Wells began this year in some of her best form: winning the Tauranga Half Ironman - which doubled as the national middle distance champs - and won Challenge Wanaka soon after.
Then she went to the United States, and joined an all-female team for the Speed Project - a crazy 550km running relay from Los Angeles to Las Vegas. Her team finished third overall, and broke the women's record by seven hours.
After a short rest, Wells fired up her training for the Ironman 70.3 world champs, and was feeling great. But juggling that with her workload - as well as house renovations with her partner, former triathlete Nick Berry - left her in a "pretty tired state", and she was hit hard by a virus.

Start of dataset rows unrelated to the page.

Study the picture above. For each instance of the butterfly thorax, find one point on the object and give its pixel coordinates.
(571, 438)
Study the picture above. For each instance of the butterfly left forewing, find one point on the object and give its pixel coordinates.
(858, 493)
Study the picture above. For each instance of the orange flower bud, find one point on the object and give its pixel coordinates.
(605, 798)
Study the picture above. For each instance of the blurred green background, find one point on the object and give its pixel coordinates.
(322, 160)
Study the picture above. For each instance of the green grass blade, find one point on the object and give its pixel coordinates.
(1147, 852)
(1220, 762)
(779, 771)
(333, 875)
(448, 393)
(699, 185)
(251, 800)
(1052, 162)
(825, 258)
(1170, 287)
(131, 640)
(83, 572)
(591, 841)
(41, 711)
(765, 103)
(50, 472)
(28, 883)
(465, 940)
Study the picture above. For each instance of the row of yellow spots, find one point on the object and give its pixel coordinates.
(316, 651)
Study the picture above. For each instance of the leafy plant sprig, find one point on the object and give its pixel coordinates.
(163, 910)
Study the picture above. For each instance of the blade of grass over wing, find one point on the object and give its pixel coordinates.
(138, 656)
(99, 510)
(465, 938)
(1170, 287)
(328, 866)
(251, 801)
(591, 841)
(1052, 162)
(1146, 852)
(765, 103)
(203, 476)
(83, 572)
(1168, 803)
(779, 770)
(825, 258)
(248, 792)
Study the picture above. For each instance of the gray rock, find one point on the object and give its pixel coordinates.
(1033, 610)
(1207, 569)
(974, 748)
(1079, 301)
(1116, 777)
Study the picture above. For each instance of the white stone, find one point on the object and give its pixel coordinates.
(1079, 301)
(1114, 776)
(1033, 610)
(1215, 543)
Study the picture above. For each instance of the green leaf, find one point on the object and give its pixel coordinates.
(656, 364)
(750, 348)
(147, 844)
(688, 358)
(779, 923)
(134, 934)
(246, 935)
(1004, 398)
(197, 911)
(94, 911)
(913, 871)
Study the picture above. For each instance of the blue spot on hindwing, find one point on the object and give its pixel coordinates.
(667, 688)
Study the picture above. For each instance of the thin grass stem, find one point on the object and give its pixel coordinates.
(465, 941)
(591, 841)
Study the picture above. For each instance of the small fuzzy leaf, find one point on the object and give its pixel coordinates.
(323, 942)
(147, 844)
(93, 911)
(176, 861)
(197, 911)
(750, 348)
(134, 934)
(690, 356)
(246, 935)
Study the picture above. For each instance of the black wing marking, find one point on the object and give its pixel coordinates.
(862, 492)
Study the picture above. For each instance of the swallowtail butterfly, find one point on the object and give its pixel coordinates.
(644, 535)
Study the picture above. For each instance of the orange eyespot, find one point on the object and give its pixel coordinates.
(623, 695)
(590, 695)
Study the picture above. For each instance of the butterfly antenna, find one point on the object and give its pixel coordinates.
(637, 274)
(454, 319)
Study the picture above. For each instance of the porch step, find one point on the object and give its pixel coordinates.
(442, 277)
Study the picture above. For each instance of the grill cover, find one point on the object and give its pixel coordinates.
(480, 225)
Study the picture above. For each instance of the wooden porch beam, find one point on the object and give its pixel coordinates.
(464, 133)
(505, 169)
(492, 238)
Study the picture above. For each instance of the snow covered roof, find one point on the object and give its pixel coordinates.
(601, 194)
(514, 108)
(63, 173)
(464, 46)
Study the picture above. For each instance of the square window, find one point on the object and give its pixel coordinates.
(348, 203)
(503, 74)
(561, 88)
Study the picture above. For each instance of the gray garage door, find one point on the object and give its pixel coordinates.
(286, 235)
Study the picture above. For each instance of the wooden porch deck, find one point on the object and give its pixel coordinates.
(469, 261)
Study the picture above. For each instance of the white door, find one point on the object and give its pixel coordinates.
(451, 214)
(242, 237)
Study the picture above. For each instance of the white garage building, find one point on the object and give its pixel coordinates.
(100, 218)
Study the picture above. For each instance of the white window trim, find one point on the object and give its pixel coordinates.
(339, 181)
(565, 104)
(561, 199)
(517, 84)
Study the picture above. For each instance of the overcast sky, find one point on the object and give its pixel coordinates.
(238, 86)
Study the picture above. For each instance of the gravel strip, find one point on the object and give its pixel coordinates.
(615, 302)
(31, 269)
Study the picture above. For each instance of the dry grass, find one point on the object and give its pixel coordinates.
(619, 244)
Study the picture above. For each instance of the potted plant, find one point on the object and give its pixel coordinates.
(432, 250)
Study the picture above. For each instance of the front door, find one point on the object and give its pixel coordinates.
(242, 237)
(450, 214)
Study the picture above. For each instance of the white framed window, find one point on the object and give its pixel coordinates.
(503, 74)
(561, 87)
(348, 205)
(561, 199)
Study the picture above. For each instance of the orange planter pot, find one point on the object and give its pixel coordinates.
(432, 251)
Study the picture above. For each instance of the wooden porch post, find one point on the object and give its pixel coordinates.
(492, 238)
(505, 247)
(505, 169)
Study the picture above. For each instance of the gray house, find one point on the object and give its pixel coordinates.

"It was six weeks of struggling with fevers, dizziness, headaches, achiness and nausea," she wrote in her blog. "I went from thinking I was invincible and working/training up a storm, to being stoked if I had the energy to do normal everyday tasks."
She pulled out of two races in Asia, and eventually pulled the pin on the world champs.
"It was a bit rough, but I'd missed so much training at a critical time. That's all part of the sport, really," she says. "Next year I will be avoiding winter in New Zealand!"
Wells hopes to build up to next year's worlds on the Sunshine Coast. She has an obvious affinity with the place - in the three years she's lined up in the half Ironman there, she's always stood on the dais.
This year she had a strong swim, and engaged in a healthy battle on the bike with Australian Caroline Steffen at the front of the field. But Wells was quicker out of the transition into the run, found her rhythm and led all the way to the finish. Fellow Kiwi Braden Currie won the men's title.
"It turns out it wasn't a bad Plan B," Wells says.
Now she's in the United States for six weeks training with her Kiwi coach, Bevan McKinnon, and Jocelyn McCauley, the women's winner of Ironman NZ this year, who's preparing for the Ironman world championship in Kona in October.
"I haven't done a full Ironman yet, but I'd like to - next year possibly," Wells says.
"I still think the half Ironman is cool, because it's high intensity, and a lot faster. And there's really no rush to jump into the full Ironman - generally women don't peak for the long distances until they're into their 30s."